Legally, it means very little — there is no official definition or standard test for "риф-безопасность" или "рифовый," so any brand can use the phrase without certification. На практике, it usually signals that a product is made without oxybenzone and octinoxate, the two ingredients named in most bans. Because the term itself is unregulated, a precise claim such as "formulated without oxybenzone and octinoxate" is more honest and more defensible than the label "риф-безопасность" сам по себе.

Which sunscreen ingredients are banned for reef protection?
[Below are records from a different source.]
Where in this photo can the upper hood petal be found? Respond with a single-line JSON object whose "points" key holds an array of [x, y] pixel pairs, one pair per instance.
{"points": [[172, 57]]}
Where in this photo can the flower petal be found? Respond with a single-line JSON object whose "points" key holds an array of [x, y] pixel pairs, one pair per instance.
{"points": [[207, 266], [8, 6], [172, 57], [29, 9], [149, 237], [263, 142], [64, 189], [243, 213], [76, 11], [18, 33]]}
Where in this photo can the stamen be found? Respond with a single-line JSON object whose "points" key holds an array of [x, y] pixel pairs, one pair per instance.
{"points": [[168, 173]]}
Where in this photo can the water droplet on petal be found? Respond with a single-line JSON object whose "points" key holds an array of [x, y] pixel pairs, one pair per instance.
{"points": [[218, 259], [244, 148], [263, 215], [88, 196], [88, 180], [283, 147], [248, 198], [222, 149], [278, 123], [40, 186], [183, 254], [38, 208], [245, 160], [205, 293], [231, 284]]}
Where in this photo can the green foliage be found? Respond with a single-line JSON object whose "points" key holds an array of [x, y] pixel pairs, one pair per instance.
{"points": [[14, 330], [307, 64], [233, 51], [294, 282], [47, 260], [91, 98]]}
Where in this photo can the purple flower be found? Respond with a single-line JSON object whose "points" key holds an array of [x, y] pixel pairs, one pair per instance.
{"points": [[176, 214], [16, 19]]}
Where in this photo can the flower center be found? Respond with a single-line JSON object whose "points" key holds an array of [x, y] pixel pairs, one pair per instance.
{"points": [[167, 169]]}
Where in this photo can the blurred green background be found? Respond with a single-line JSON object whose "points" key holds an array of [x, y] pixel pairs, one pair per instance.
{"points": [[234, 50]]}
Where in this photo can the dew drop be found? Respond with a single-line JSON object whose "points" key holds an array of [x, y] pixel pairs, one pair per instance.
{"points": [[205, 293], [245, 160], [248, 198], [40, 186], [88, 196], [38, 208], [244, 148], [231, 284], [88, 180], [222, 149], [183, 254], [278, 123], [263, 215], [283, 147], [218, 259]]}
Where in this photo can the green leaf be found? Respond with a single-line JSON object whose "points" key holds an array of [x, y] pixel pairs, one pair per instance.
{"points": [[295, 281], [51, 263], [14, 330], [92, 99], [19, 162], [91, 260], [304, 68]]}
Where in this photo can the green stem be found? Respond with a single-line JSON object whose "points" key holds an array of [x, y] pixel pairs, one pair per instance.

The two ingredients named in most bans are oxybenzone and octinoxate. Hawaii prohibits their sale statewide, and island nations including Palau, Бонайре, and Aruba, plus the US Virgin Islands and Key West, have similar measures. Some jurisdictions go further: Maui County bans non-mineral sunscreen entirely, allowing only zinc oxide and titanium dioxide. The exact list varies by location, so a brand should formulate to the strictest market it sells into.

What are modern UV filters like Tinosorb and Mexoryl?

They are a newer generation of UV filters — including Tinosorb S, Тиносорб М, Mexoryl SX, and Mexoryl XL — that offer stronger and more photostable UVA protection than older actives like oxybenzone. They have been available in the EU, Великобритания, and much of Asia for years, but were not approved in the US, where the filter list barely changed for about 25 years until bemotrizinol was approved in 2026. Brands formulating for cosmetic markets can use these filters to build higher-performing sunscreens.

Are chemical sunscreens bad for coral reefs?

The picture is more nuanced than the marketing suggests. Laboratory studies linked specific chemical filters, mainly oxybenzone, to coral harm at low concentrations, which is why those ingredients are banned in several places. Однако, most marine scientists consider warming oceans the primary driver of coral bleaching, and the real-world impact of sunscreen is still debated. Modern chemical filters such as Tinosorb and Mexoryl are not the ingredients targeted by these bans, так "химический" а также "reef-harmful" are not the same thing.

Can a sunscreen brand sell one formula in every market?

Often yes, if it is formulated to the strictest applicable rules. Because reef-related bans differ — two named ingredients in most places, mineral-only in Maui County — a brand that designs a single formula meeting the toughest list can usually sell it across markets without separate versions. The alternative, a different formula per jurisdiction, adds cost and complexity, so most brands are better served by formulating conservatively from the start.

The Short Version

"Риф-безопасность" is a claim, not a standard — there is no official definition behind it, so the honest move for a brand is to comply with the specific bans that exist and state precisely what it has done. The bans themselves are real and local: oxybenzone and octinoxate in most places, mineral-only in Maui, with a growing list of island jurisdictions following. And the most useful fact in the whole debate is the one least talked about — brands formulating for cosmetic markets can already use modern UV filters that protect better than the old ones and avoid the banned actives entirely. The opportunity is not to label around a problem, but to formulate past it.